Crawl and download videos from the CDVL (Consumer Digital Video Library) research repository

Project description

CDVL Crawler

PyPI version

Python tools for crawling and downloading videos from the CDVL (Consumer Digital Video Library) research video repository.

Contents:

What This Does

This package provides a unified command-line tool for working with CDVL:

cdvl-crawler with two subcommands:

  • crawl - Crawls and extracts metadata from all videos and datasets on CDVL
  • download - Downloads individual videos by their ID

Features:

  • Automatic Login: Handles authentication automatically with username/password
  • Parallel Crawling: Concurrent requests for efficient data collection
  • Smart Enumeration: Automatically discovers videos and datasets by ID
  • Auto-Resume: Continues from the last crawled ID if interrupted
  • Structured Output: JSONL format for easy data processing
  • Progress Tracking: Real-time progress bars showing success/empty/failed counts
  • Download Management: Handles large file downloads with progress indicators

Requirements

  • Python 3.9 or higher
  • An active CDVL account with username and password

Installation

Install with uvx:

uvx cdvl-crawler --help
uvx cdvl-crawler crawl --help
uvx cdvl-crawler download --help

Or install with pipx:

pipx install cdvl-crawler

Or, with pip:

pip3 install --user cdvl-crawler

We assume you will be using uvx, otherwise just run cdvl-crawler directly without uvx after installing from pipx or pip.

Usage

Before using the tool, you need to provide your CDVL credentials.

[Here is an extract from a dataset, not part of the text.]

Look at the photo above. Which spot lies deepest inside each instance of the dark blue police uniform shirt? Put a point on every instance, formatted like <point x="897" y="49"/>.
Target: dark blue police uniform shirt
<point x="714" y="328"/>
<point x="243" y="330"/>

The tool supports three methods for providing credentials (in order of priority):

  1. Config file: Create a config.json file in your working directory (automatically detected) or specify with --config that contains username and password
  2. Environment variables: Set CDVL_USERNAME and CDVL_PASSWORD
  3. Interactive prompt: The tool will ask for credentials if not found via other methods

Note: If a config.json file exists in your current directory, it will be automatically loaded. You don't need to specify --config unless you want to use a different file.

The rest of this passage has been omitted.